Maybe I missed something in your sitch, but I recall you two not fighting or having any out ward problems in the marriage until recently, when she came to her own realization that she is not happy. I will assume that you have not been abusive or angry with her in the past.
I recall you saying she needs to find herself, and she seems to be doing this by being with another man. This tells me she has been unhappy, or at least not fully living life, and she now is now trying to come out of her shell. If she had been happy in the past, she would not have felt this pull (whatever it may be). Someone or something may have brought this to her attention. One question I have is why didn’t she feel safe enough to bring it up with you? Or if she felt safe, maybe she saw no point in doing so.
What may be happening is that she is growing emotionally and feels you are holding her back in some way. Perhaps she sees you as too reliable, too devoted, too static, rigid and unchanging (I’m not saying you are, just as an example).
Do you REALLY know what she wants? Has she made any attempts to tell you and have you tried to listen, not within the past few months, but in the past few years? The reason I say this is that while I am in complete agreement with what Blackfoot says, I am wondering if the whole strategy of detachment is actually a 180, or if it is just in-line with what you have done in the past?

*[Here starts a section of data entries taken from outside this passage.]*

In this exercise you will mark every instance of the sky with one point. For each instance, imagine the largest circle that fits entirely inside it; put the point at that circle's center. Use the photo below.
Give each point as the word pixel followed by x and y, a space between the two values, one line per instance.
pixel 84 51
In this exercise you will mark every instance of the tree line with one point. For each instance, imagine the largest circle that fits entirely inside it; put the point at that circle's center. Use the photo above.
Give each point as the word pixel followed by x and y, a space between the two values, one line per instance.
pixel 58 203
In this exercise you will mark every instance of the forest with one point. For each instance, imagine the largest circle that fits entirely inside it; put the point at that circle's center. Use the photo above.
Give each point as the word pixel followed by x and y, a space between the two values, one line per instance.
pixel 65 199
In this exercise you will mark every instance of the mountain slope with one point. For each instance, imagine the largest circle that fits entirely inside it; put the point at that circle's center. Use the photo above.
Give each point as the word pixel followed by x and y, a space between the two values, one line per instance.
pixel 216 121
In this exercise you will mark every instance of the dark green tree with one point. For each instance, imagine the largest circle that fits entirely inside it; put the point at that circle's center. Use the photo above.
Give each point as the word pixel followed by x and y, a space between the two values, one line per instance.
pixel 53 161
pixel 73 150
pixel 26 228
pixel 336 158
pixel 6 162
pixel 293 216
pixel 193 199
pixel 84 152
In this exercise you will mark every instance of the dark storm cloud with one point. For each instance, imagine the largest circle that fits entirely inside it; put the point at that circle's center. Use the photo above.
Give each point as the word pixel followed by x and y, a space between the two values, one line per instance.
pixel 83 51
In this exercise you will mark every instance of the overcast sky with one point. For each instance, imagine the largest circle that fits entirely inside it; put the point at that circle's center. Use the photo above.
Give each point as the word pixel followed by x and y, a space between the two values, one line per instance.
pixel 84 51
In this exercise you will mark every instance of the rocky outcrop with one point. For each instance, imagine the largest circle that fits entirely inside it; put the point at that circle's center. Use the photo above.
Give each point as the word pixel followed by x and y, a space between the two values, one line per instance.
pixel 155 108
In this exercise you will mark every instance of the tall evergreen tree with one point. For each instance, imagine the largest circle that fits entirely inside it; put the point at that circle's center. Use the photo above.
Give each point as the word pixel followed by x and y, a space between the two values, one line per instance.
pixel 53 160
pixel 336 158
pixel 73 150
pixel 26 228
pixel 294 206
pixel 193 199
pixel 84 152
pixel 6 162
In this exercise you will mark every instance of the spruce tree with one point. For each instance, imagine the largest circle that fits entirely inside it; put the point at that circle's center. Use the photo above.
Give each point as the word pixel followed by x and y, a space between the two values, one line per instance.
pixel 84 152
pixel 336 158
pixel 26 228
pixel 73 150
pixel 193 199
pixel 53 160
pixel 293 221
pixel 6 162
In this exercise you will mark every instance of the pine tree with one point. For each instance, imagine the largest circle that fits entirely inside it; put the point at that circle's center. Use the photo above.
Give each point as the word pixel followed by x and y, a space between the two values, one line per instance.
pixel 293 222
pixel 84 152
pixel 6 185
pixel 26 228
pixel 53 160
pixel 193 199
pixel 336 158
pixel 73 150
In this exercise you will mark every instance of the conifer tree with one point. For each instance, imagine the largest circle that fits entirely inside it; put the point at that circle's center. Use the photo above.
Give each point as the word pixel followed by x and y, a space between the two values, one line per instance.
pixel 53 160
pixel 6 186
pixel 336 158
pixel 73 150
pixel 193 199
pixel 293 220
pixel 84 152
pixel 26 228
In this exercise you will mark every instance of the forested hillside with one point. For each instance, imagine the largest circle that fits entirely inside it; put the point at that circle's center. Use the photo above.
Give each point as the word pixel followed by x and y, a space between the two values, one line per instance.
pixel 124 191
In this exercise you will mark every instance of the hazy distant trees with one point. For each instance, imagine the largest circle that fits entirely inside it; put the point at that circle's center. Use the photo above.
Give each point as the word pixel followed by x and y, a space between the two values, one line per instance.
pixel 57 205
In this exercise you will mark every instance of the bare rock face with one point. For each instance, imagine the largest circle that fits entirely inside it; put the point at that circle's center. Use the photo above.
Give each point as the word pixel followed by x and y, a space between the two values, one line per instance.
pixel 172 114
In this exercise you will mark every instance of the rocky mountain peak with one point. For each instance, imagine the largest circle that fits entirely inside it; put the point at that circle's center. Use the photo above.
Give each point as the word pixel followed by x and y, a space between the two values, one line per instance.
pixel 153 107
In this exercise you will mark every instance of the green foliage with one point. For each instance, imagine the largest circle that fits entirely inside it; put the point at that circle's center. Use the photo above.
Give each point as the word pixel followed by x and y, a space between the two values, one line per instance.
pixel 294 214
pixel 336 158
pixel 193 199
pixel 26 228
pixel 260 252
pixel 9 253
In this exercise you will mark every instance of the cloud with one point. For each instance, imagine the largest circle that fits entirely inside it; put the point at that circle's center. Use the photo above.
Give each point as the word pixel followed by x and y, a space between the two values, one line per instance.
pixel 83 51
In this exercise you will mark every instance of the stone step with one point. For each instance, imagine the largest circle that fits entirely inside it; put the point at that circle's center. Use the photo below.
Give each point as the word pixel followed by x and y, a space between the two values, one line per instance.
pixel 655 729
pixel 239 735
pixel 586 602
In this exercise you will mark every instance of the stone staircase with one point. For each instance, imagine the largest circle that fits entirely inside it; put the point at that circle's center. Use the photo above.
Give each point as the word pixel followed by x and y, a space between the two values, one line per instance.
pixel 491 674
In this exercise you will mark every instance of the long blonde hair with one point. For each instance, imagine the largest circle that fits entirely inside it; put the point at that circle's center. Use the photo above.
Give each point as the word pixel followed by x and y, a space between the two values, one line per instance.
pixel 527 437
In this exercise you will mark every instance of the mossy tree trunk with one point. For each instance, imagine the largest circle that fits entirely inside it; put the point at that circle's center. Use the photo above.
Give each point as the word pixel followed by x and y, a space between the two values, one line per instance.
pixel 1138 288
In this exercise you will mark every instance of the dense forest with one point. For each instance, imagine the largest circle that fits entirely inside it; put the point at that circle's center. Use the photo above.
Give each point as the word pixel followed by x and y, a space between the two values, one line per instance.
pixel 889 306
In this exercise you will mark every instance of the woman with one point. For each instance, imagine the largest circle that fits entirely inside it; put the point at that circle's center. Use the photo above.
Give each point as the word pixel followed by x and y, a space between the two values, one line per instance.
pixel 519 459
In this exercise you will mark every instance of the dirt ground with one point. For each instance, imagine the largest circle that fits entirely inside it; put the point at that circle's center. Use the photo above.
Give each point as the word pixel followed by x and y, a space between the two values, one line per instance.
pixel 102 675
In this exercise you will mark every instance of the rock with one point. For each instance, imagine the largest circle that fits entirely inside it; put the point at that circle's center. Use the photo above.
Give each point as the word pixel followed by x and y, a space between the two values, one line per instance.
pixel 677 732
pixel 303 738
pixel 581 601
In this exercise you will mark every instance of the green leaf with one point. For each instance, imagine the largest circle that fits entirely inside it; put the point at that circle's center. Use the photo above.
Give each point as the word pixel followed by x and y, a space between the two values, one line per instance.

If she felt isolated and could not connect with you, will detaching show her that you “get” it, that you are a new person, or that you have only harden your resolved to be a more detached version of the old you. Unless there is more we do not know, I wonder if all the advice you have received is based on one major assumption, which could be wrong. I’m not saying this is the case, but that is where the risk lies IMO.
If that assumption is wrong, then the 180 might to show her that you can grow along with her and fill the void she feels in her life. I know you say you have been working on your spiritual development. I would think that requires a LOT of meditative and alone time. Maybe she thinks you have been only concerned about your growth and not hers, and the type of growth you have undertaken cannot include her? Maybe that’s why she is trying to find herself now?